The WPI resulted in a rating of 59 percent disability. However, Dahl sought to rebut the scheduled rating through a vocational expert (Jeffrey Malmuth), and the County sought to counter that with its own expert (Ira Cohen). The WCJ initially awarded the 59% disability pursuant to the Schedule but it was was rejected on reconsideration. The WCJ then assigned Dahl a disability of 79 percent. The WCAB affirmed an increase based upon the Olgivie case in the second award. In doing so, the WCAB again concluded that “complete lack of amenability to vocational rehabilitation” is not “necessary before a LeBoeuf analysis may be properly applied.”

The Court of Appeal rejected the WCAB methodology in the published case of Contra Costa County v WCAB (Dahl) holding “When it devised this new methodology, the WCAB acted in excess of its authority.”

There are three methods to rebut the scheduled rating: 1) a factual error in the application of a formula or the preparation of the schedule, 2) when the injury impairs rehabilitation, and for that reason, the employee’s diminished future earning capacity is greater than the scheduled rating or 3) when a claimant can demonstrate that the nature or severity of the injury is not captured within the sampling of disabled workers used to compute the adjustment factor. The second method however requires that the diminished future earnings is directly attributable to the employee’s work-related injury, and not due to nonindustrial factors such as general economic conditions, illiteracy, proficiency in speaking English, or an employee’s lack of education. This case involved application of the second method.
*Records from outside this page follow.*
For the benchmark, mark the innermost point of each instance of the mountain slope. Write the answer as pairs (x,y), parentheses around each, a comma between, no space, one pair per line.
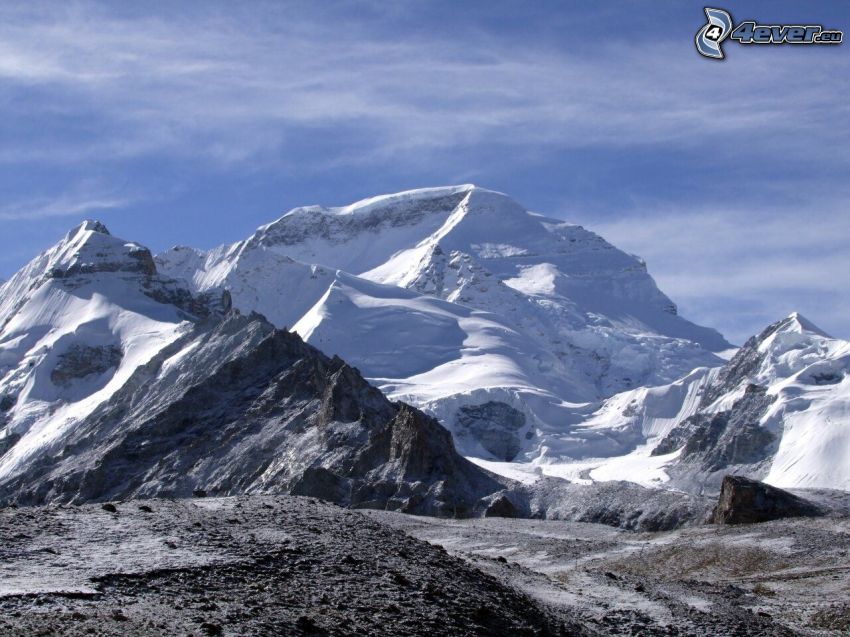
(111,389)
(778,411)
(458,300)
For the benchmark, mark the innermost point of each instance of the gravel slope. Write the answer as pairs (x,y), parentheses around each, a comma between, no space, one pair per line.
(787,577)
(241,566)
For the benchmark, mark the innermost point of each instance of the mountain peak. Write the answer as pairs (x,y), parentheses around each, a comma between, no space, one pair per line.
(90,225)
(799,323)
(794,323)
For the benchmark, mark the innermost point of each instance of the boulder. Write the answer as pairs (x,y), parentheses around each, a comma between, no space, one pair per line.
(746,501)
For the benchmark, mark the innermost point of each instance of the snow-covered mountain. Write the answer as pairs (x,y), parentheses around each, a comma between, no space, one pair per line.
(778,411)
(543,349)
(459,300)
(115,381)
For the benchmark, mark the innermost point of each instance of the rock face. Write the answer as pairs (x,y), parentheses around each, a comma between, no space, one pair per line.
(254,409)
(746,501)
(117,381)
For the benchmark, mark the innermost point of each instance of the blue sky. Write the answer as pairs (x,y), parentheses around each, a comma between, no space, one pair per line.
(193,123)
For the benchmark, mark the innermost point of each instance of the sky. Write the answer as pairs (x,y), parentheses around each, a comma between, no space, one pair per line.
(195,122)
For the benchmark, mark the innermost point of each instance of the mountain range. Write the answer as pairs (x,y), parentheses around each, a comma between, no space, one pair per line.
(425,351)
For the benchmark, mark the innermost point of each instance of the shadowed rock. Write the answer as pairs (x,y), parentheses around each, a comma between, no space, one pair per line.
(746,501)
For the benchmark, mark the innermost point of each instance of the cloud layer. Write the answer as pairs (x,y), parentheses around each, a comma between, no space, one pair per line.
(99,96)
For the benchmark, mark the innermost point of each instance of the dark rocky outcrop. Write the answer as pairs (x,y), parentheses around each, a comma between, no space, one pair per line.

Under the second method, the WCAB held that Dahl could rebut the scheduled rating by showing the injury impaired her amenability to rehabilitation, even where there was less than total permanent disability. The Court of Appeal responded by saying “We are skeptical of WCAB’s conclusion that an employee may invoke the second Ogilvie rebuttal method where the inability to rehabilitate results in less than a 100-percent permanent disability.” However the Court did not decide the case on that basis. Instead it concluded “There is no evidence that the injury even limited her rehabilitation prospects.”

“In sum, we find WCAB’s approach in this case flies in the face of Ogilvie and the 2004 amendments to the workers’ compensation scheme. Under the 2004 amendments, a claimant’s scheduled rating is presumptively correct. Ogilvie confirmed the Legislature meant what it said, and that claimants may not rebut their disability rating merely by offering an alternative calculation of their diminished future earning capacity.”